Dr. Richard Shuster:
Hello and welcome to The Daily Helping with Dr. Richard Shuster. Food for the brain, knowledge from the experts, tools to win at life. I'm your host, Dr. Richard. Whoever you are, wherever you're from, and whatever you do, this is the show that is going to help you become the best version of yourself. Each episode, you will hear from some of the most amazing, talented, and successful people on the planet who followed their passions and strive to help others. Join our movement to get a million people each day to commit acts of kindness for others. Together, we're going to make the world a better place. Are you ready? Because it's time for your Daily Helping.
Thanks for tuning into this episode of the Daily Helping Podcast. I'm your host, Dr. Richard, and we have an incredible guest today on the show. I'm so excited for you guys to meet her. Her name is Melissa Osorio. She's a transformational speaker and bestselling author who has turned a harrowing journey of childhood trauma, emotional detachment and self-doubt into a life filled with purpose, passion and self-discovery.

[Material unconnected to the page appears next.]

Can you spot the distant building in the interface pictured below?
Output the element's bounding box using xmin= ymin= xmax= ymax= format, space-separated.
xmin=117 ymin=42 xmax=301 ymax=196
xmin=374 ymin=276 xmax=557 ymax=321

We're going to get into her story because I'm excited about it, but I'm not gonna share anything about it now, but I will tell you that one of the things she's also an expert in is healing through plant medicine, which has become really popular in recent years and a lot of people are talking about it online. So, we're gonna get to hear the truth about that and the science behind it. So, you're gonna love that. We're also gonna talk about her newest book, Hidden Memories: How to Discover What's Blocking You from Life and Love. Melissa, welcome to The Daily Helping. It is awesome to have you with us today.
Melissa Osorio:
Hi, I'm very happy to be here. Thank you for having me.
Dr. Richard Shuster:
Of course. So, as you know, my favorite thing is to get at people's why, right? What put them on the journey they're on today? So to start right off, I want to jump on the Melissa time machine and talk to us about what put you on your path. And let's just begin there.
Melissa Osorio:
Well, I was basically pulled into this path that I'm on now without any other option. It was a case of like I went to the island and someone burned the boat for me. So there was no way back to my previous life. So to just go down to the why, my life had really, really declined. The quality of my life had declined tremendously. And I was desperate enough to try something that I didn't know if it will help me.
And as it turned out, it really did help me without its challenges. It was extremely, extremely difficult, but it also set me off on this path that was completely different to who I used to be before, which was very success-focused and, you know, making sure that I was living the life according to the standards of society versus where I am now that is really about helping others find their inner strength and giving hope. Hope on transformation and trauma healing is possible and I'm a living example of that. So sharing that message.
Dr. Richard Shuster:
So, we've talked with a lot of, kind of, vagueness, right? And I'm excited because it's teasing what's to come, but talk to us. I know trauma is part of your story, childhood trauma is part of your story. Talk to us about your youth a little bit.
Melissa Osorio:
Yeah, so I was born in Venezuela. I was born into a picture-perfect family, as we looked from the outside. Obviously, behind, the closed-door story was very different. Venezuela was a very dangerous country. And I left the country after having a tumultuous childhood that I didn't really remember until recently, when I actually got the help of psychedelics. I left the country at the age of 16, a few months after my father was murdered.
Dr. Richard Shuster:
I feel like the psychedelics is what you were alluding to, right? Like you tried this thing and that's what puts you on a different path. So, for those of us, and I'm in this category who has never done psychedelics, you can't just go to the grocery store and order up some psychedelics. So, you tried them at the age of 16. Were you still in Venezuela when you tried them or had you come to America already?
Melissa Osorio:
Oh no, at the age of 16, I left the country when my father was murdered.
Dr. Richard Shuster:
Left the country, okay.
Melissa Osorio:
And then I moved to Florida and life happened for the following 20 years. So from age 16 to 36, I worked really hard to be successful, to marry, you know, the handsome guy, to try to make that marriage work to get a… you know, then proceed to get a divorce and to try to take all the boxes of, you know, society's success. So, during those 20 years, I tried so hard to be happy. Like people can identify with this. Sometimes, we're doing everything we can. We're reading all the books. I was drinking the self-help Kool-Aid. I was going to the seminars. I was watching the YouTube videos, but I was deeply unhappy.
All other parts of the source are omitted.